BEIRUT — A payment for Lebanon's state-owned telecoms operator, Ogero, has become the subject of a tug-of-war between the Ministries of Finance and Telecoms. The two institutions are accusing each other of defaulting on the funds, while the risk of a total shutdown of Ogero continues to loom over the country due to a lack of funds to buy fuel, maintain exchanges and pay employees.
According to a source at the Ministry of Finance, the payment was made on May 2, but the Minister of Telecommunications didn't take the necessary steps with the Banque du Liban (BDL) to release the funds. For his part, caretaker Telecoms Minister Johnny Corm denied responsibility, citing legal complications arising from a budget law passed in 2019.
The problem of Ogero's funds was raised at the end of May, when the organization's general manager stated that 30 stations were at risk of shutting down in the next few days due to a lack of diesel to power the infrastructure. Since then, many transmission stations have ceased to operate.
A simple phone call
According to the source at the Ministry of Finance, releasing the payment only requires a phone call to the BDL and "it's up to the Minister of Telecoms to justify why he still hasn't done it."
"On our side, the procedure was completed at the beginning of the month," the source added.
But for Johnny Corm, the situation is more complicated than that. It is linked to the abolition of a position within the Ministry which came as a result of the 2019 budget; that of the "senior accountant." The latter was responsible for signing the necessary procedures to release funds so that they could be sent to the ministry's account. But in the absence of such an official, it is unclear who is in charge of this function.
Corm says he asked, at the Council of Ministers meeting on February 27, 2023, "to return to the pre-2019 situation," by re-appointing a senior accountant "in order to resolve this matter."
"However, I was informed that this would be unconstitutional, because a law can only be overturned by another law, not by a ministerial decision," he added. "Meanwhile, since November 2022, we still haven't received the funds allocated to Ogero's maintenance. So we're making do with what we've got and incurring debts to keep us going," lamented Corm.
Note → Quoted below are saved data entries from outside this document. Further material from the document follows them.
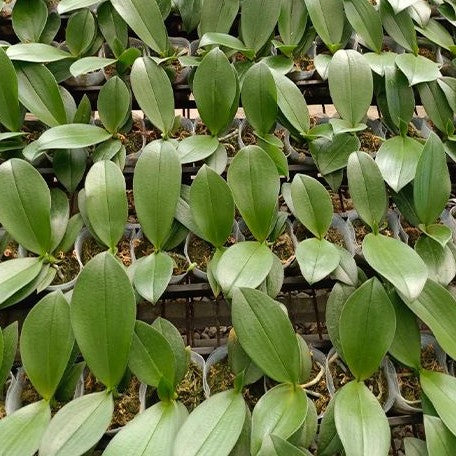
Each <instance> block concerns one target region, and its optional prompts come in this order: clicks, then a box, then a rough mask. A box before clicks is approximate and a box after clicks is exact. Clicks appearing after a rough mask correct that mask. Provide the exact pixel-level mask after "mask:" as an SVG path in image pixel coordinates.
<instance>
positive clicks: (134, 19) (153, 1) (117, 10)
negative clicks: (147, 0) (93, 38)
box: [111, 0, 170, 56]
mask: <svg viewBox="0 0 456 456" xmlns="http://www.w3.org/2000/svg"><path fill="white" fill-rule="evenodd" d="M111 3H112V5H113V6H114V8H115V9H116V10H117V12H118V13H119V15H120V16H121V17H122V18H123V20H124V21H125V22H126V23H127V24H128V25H129V26H130V27H131V28H132V30H133V31H134V32H135V33H136V35H138V37H139V38H140V39H141V40H142V41H144V43H146V44H147V46H149V47H150V48H152V49H153V50H154V51H155V52H157V53H158V54H160V55H162V56H164V55H166V54H167V52H168V49H169V46H170V45H169V40H168V34H167V32H166V27H165V23H164V22H163V18H162V15H161V12H160V9H159V8H158V5H157V2H156V1H152V2H151V1H147V0H111Z"/></svg>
He refers in particular to a maintenance contract with Ogero signed in December 2022, the funds for which have still not been released. "I am awaiting a response from the Department of Legislation and Consultations within the Ministry of Justice, due to arrive tomorrow [Tuesday], to determine the legality of reinstating the function of principal accountant, which would allow this payment to be finalized," the outgoing minister said. "Orally, this department has confirmed to me that this would be legal," he added.
Beware of 'fake news'
Contacted by L'Orient-Le Jour, a source at Ogero declined to comment on the controversy between the two ministries.
Referring to information circulating on social media concerning the risk of a total shutdown of Ogero's services if payment is not released by Monday, the source described the rumors as "fake news."
"Today [Monday] has been business as usual at Ogero, with normal activity," she said. "An outage at one of our exchanges shared with mobile operators Touch and Alfa led to a temporary interruption of internet services for a few hours. Such breakdowns are unfortunately common given that we operate more than 300 exchanges," she continued, denouncing "ill-intentioned individuals who launched unfounded rumors that [Ogero's] services would be completely interrupted by the end of the day, thus creating an atmosphere of panic and confusion."
However, the source did not rule out a possible blackout if funds were not released by the authorities to supply the exchanges.